The proliferation of books had other
consequences. Architecture was affected, specifically the size, placement and
quantity of windows because early monastic libraries thrived on natural light
in the days before electricity and open flames in a room crammed with valuable
flammable material courted catastrophe. The printing press had to be invented.
Literacy spread, and with it, new ideas and knowledge as the number of writers
grew. Publishers and bookshops opened their doors. Legible fonts, some
beautiful, elegant and utterly timeless, were designed. The existence of books gave
birth to an art form, the novel; there’s no chicken and egg riddle to ponder.
Books and shelves took time to evolve into
something suggestive of their Platonic ideals. More recent and advanced
technologies don’t garner such unabashedly positive reviews. Consider the
automobile with mixed emotions; freedom for the middle class it helped inflate
through factory jobs, paved infrastructure and peripheral businesses like
service stations and garages, motor inns, roadside attractions and drive-ins.
‘Rocket 88’ which many consider the first rock ‘n’ roll song is an ode to an
Oldsmobile; Chuck Berry and Bruce Springsteen made out all right writing and
singing songs about cars; Detroit muscle endures as the only worthy ride into the
heart of the American Dream.
But those new highways bypassed towns and
killed them. The drive-ins were cookie cut into burger chains. Our cities and
suburbs ceased to welcome pedestrians. One family car became impractical,
almost peculiar; car dealers became money lenders. Is there any need to mention
Volkswagen and das auto emissions, or General Motors dithering for a decade and
115 deaths before recalling its products because of a faulty, paltry $5 part?

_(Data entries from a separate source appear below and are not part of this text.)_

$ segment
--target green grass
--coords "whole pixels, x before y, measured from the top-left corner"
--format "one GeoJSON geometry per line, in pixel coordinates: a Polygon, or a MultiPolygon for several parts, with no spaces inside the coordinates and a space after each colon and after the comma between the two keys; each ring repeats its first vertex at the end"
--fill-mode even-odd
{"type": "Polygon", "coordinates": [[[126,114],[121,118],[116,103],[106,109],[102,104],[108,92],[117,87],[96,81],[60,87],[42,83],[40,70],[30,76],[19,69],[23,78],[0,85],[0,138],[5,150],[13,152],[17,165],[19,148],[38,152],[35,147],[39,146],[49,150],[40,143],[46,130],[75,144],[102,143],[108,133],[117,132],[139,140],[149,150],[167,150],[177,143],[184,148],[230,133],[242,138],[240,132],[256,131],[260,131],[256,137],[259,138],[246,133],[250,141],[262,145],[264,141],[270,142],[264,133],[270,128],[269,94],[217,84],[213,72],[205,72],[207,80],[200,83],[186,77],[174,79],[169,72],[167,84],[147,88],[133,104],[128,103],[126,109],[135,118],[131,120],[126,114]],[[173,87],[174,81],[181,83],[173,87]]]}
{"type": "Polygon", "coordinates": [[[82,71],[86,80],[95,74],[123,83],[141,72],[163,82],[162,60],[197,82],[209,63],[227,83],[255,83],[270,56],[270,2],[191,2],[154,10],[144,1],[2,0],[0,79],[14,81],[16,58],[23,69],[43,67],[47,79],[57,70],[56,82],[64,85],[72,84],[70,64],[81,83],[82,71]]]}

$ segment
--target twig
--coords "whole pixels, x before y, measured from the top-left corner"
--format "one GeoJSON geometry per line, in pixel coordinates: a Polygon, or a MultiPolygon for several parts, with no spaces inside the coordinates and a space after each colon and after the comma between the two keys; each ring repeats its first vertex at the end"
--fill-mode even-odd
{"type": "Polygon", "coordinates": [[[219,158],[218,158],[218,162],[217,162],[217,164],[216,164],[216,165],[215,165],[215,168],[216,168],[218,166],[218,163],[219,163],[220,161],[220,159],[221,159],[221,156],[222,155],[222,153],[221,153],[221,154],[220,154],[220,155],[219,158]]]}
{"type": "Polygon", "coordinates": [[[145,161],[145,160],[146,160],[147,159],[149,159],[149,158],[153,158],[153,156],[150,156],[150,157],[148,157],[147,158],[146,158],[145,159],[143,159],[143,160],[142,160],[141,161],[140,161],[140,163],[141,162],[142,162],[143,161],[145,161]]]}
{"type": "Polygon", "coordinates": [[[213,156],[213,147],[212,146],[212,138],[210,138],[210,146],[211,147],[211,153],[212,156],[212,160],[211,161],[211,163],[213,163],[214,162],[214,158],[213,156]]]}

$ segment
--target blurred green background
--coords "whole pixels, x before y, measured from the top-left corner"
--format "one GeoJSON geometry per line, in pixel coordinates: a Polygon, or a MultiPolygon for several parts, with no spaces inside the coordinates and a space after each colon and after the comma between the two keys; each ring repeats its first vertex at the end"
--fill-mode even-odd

Fossil fuels have powered all engines, including geopolitics and national
economies.
Perhaps the automobile has driven us headlong into an even newer technology, hydraulic fracturing. Well fracking is clever technology. The main ingredients are water, a cocktail of chemicals and sand. The pressurized solution creates fissures in sedimentary stone. The cracks bleed hidden reserves of oil and natural gas. The process is a North American energy ‘Open Sesame;’ a self-reliant middle finger to the House of Saud and OPEC if you will, and a
Fracking requires tremendous amounts of water, a natural resource that’s no longer considered to be limitless. Air pollutants include methane which smells like ass. Environmentalists are convinced the extraction process leaves nasty residue in the groundwater: since the fracking boom began in the 1970s, not that long ago, evidence of negative long term health effects on folk who have the misfortune of living in proximity to the noisy sites is inconclusive. Recent studies have proven that fracking triggers earthquakes. ‘Did the earth move, Little Rabbit?’ ‘Truly, the earth did move.’ Still, I wonder about the impact of even modest seismic activity on the integrity of pipelines and railroad track beds.